The same cannot be said for the vulnerable people they were supposed to care for—or the low paid staff who tried to make homes out of the wretched hell holes they worked in.
What is private equity?
Private equity firms buy companies as cheaply as they can.
They borrow heavily to finance the purchase—then use the company’s profits to pay off the loan over several years, while cutting “costs” ruthlessly.
Loans fund up to 90 percent of the cost of acquisition, while investment funds 10 percent. This reverses the usual financial structure of firms.
If a private equity firm targets a company worth £10 million, and thinks it can turn it into one worth £12 million, that’s a 20 percent return.
But if it can persuade banks to provide £9 million of the £10 million, the return becomes 200 percent.
If a buyout goes well, private equity bosses receive huge returns. Workers may keep their jobs.
But if the company goes bust, the private equity company sells off the assets to pay its debts—and workers are left with nothing.

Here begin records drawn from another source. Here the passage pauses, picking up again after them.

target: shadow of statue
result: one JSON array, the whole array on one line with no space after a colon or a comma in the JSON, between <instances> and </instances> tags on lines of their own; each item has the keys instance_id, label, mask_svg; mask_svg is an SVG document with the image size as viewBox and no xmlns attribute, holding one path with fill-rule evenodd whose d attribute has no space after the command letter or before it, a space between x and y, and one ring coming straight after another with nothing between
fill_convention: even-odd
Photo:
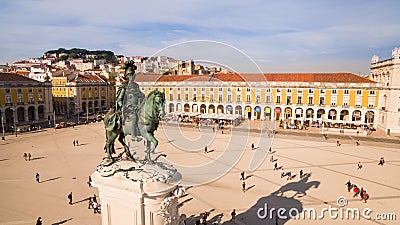
<instances>
[{"instance_id":1,"label":"shadow of statue","mask_svg":"<svg viewBox=\"0 0 400 225\"><path fill-rule=\"evenodd\" d=\"M52 223L51 225L60 225L60 224L64 224L64 223L66 223L66 222L68 222L68 221L70 221L70 220L72 220L72 218L69 218L69 219L66 219L66 220L62 220L62 221L60 221L60 222Z\"/></svg>"},{"instance_id":2,"label":"shadow of statue","mask_svg":"<svg viewBox=\"0 0 400 225\"><path fill-rule=\"evenodd\" d=\"M301 217L303 204L298 198L307 195L311 188L318 188L319 181L309 181L311 174L304 175L302 179L283 185L269 196L260 198L256 204L247 211L236 216L236 222L229 220L224 225L231 224L285 224L293 217ZM283 208L285 211L278 211Z\"/></svg>"}]
</instances>

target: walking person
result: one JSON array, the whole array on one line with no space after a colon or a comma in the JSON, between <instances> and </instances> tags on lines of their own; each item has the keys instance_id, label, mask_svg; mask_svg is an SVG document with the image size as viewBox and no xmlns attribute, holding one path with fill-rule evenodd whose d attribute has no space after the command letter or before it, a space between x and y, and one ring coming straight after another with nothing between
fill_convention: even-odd
<instances>
[{"instance_id":1,"label":"walking person","mask_svg":"<svg viewBox=\"0 0 400 225\"><path fill-rule=\"evenodd\" d=\"M245 180L245 178L244 178L244 171L242 171L241 173L240 173L240 180Z\"/></svg>"},{"instance_id":2,"label":"walking person","mask_svg":"<svg viewBox=\"0 0 400 225\"><path fill-rule=\"evenodd\" d=\"M26 161L26 158L28 157L28 154L26 154L26 152L24 152L24 159L25 159L25 161Z\"/></svg>"},{"instance_id":3,"label":"walking person","mask_svg":"<svg viewBox=\"0 0 400 225\"><path fill-rule=\"evenodd\" d=\"M362 169L362 164L361 164L361 162L358 162L358 164L357 164L357 170L361 170Z\"/></svg>"},{"instance_id":4,"label":"walking person","mask_svg":"<svg viewBox=\"0 0 400 225\"><path fill-rule=\"evenodd\" d=\"M336 141L336 146L342 145L339 140Z\"/></svg>"},{"instance_id":5,"label":"walking person","mask_svg":"<svg viewBox=\"0 0 400 225\"><path fill-rule=\"evenodd\" d=\"M364 188L362 187L360 190L360 197L361 197L361 201L364 200Z\"/></svg>"},{"instance_id":6,"label":"walking person","mask_svg":"<svg viewBox=\"0 0 400 225\"><path fill-rule=\"evenodd\" d=\"M73 141L72 143L73 143L73 144L74 144L74 146L75 146L75 143L76 143L76 142L75 142L75 139L74 139L74 141Z\"/></svg>"},{"instance_id":7,"label":"walking person","mask_svg":"<svg viewBox=\"0 0 400 225\"><path fill-rule=\"evenodd\" d=\"M351 188L353 187L353 185L351 184L350 180L347 181L347 183L345 185L347 186L347 191L350 192Z\"/></svg>"},{"instance_id":8,"label":"walking person","mask_svg":"<svg viewBox=\"0 0 400 225\"><path fill-rule=\"evenodd\" d=\"M207 146L204 147L204 153L208 153Z\"/></svg>"},{"instance_id":9,"label":"walking person","mask_svg":"<svg viewBox=\"0 0 400 225\"><path fill-rule=\"evenodd\" d=\"M244 181L242 183L242 191L243 191L243 193L246 191L246 182L244 182Z\"/></svg>"},{"instance_id":10,"label":"walking person","mask_svg":"<svg viewBox=\"0 0 400 225\"><path fill-rule=\"evenodd\" d=\"M79 143L78 143L78 139L76 139L76 146L78 146L79 145Z\"/></svg>"},{"instance_id":11,"label":"walking person","mask_svg":"<svg viewBox=\"0 0 400 225\"><path fill-rule=\"evenodd\" d=\"M275 163L275 164L274 164L274 171L275 171L275 170L278 170L278 163Z\"/></svg>"},{"instance_id":12,"label":"walking person","mask_svg":"<svg viewBox=\"0 0 400 225\"><path fill-rule=\"evenodd\" d=\"M97 196L96 196L96 194L93 195L93 202L96 202L96 203L97 203Z\"/></svg>"},{"instance_id":13,"label":"walking person","mask_svg":"<svg viewBox=\"0 0 400 225\"><path fill-rule=\"evenodd\" d=\"M28 161L31 161L31 157L32 157L31 153L28 152Z\"/></svg>"},{"instance_id":14,"label":"walking person","mask_svg":"<svg viewBox=\"0 0 400 225\"><path fill-rule=\"evenodd\" d=\"M303 178L303 170L300 170L300 179Z\"/></svg>"},{"instance_id":15,"label":"walking person","mask_svg":"<svg viewBox=\"0 0 400 225\"><path fill-rule=\"evenodd\" d=\"M385 163L385 159L383 158L383 156L379 159L379 166L383 166L383 164Z\"/></svg>"},{"instance_id":16,"label":"walking person","mask_svg":"<svg viewBox=\"0 0 400 225\"><path fill-rule=\"evenodd\" d=\"M39 218L36 220L36 225L42 225L42 217L39 216Z\"/></svg>"},{"instance_id":17,"label":"walking person","mask_svg":"<svg viewBox=\"0 0 400 225\"><path fill-rule=\"evenodd\" d=\"M271 156L270 162L274 162L274 156Z\"/></svg>"},{"instance_id":18,"label":"walking person","mask_svg":"<svg viewBox=\"0 0 400 225\"><path fill-rule=\"evenodd\" d=\"M207 217L208 217L208 212L205 211L205 212L203 213L203 217L202 217L202 219L203 219L203 224L207 224Z\"/></svg>"},{"instance_id":19,"label":"walking person","mask_svg":"<svg viewBox=\"0 0 400 225\"><path fill-rule=\"evenodd\" d=\"M233 211L231 212L231 220L235 221L236 220L236 210L233 209Z\"/></svg>"},{"instance_id":20,"label":"walking person","mask_svg":"<svg viewBox=\"0 0 400 225\"><path fill-rule=\"evenodd\" d=\"M254 143L251 143L251 150L254 150Z\"/></svg>"},{"instance_id":21,"label":"walking person","mask_svg":"<svg viewBox=\"0 0 400 225\"><path fill-rule=\"evenodd\" d=\"M36 173L35 179L36 179L36 182L40 183L40 175L39 175L39 173Z\"/></svg>"},{"instance_id":22,"label":"walking person","mask_svg":"<svg viewBox=\"0 0 400 225\"><path fill-rule=\"evenodd\" d=\"M364 195L364 197L363 197L364 203L367 203L367 200L369 199L369 194L366 191L364 191L363 195Z\"/></svg>"},{"instance_id":23,"label":"walking person","mask_svg":"<svg viewBox=\"0 0 400 225\"><path fill-rule=\"evenodd\" d=\"M72 192L68 194L69 204L72 205Z\"/></svg>"},{"instance_id":24,"label":"walking person","mask_svg":"<svg viewBox=\"0 0 400 225\"><path fill-rule=\"evenodd\" d=\"M356 146L360 146L360 140L356 141Z\"/></svg>"},{"instance_id":25,"label":"walking person","mask_svg":"<svg viewBox=\"0 0 400 225\"><path fill-rule=\"evenodd\" d=\"M92 178L89 176L89 179L88 179L88 185L89 185L89 187L91 187L92 186Z\"/></svg>"},{"instance_id":26,"label":"walking person","mask_svg":"<svg viewBox=\"0 0 400 225\"><path fill-rule=\"evenodd\" d=\"M93 202L93 213L99 212L99 204L97 202Z\"/></svg>"},{"instance_id":27,"label":"walking person","mask_svg":"<svg viewBox=\"0 0 400 225\"><path fill-rule=\"evenodd\" d=\"M291 171L287 172L286 175L288 176L288 178L286 180L292 180L292 172Z\"/></svg>"},{"instance_id":28,"label":"walking person","mask_svg":"<svg viewBox=\"0 0 400 225\"><path fill-rule=\"evenodd\" d=\"M353 198L357 197L357 195L360 193L360 189L357 187L357 185L354 185L353 192L354 192Z\"/></svg>"},{"instance_id":29,"label":"walking person","mask_svg":"<svg viewBox=\"0 0 400 225\"><path fill-rule=\"evenodd\" d=\"M272 153L271 147L269 147L269 150L268 150L268 151L269 151L270 154Z\"/></svg>"},{"instance_id":30,"label":"walking person","mask_svg":"<svg viewBox=\"0 0 400 225\"><path fill-rule=\"evenodd\" d=\"M90 207L93 207L93 201L92 201L92 197L89 197L89 205L88 205L88 209L90 209Z\"/></svg>"}]
</instances>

Private equity is not just the “unacceptable” face of capitalism. It exposes the reality of the way capitalism works.
Cuts stop care home checks
The Care Quality Commission was set up in 2009 to regulate the care homes “industry”.
But the commission is itself in crisis.
Its roughly 900 inspectors are supposed to keep tabs on over 400 NHS Trusts, 9,000 dentist surgeries, 8,000 doctors’ surgeries—and 18,000 care homes.
With a budget of just a third of its predecessor, the commission has cut its inspections by 70 percent.
The commission currently has 283 unfilled posts—including some 133 inspectors.
It has blamed a recruitment freeze imposed by the government last year.
The crisis shows that the Tories’ rhetoric of slashing “red tape” is really about cutting vital services.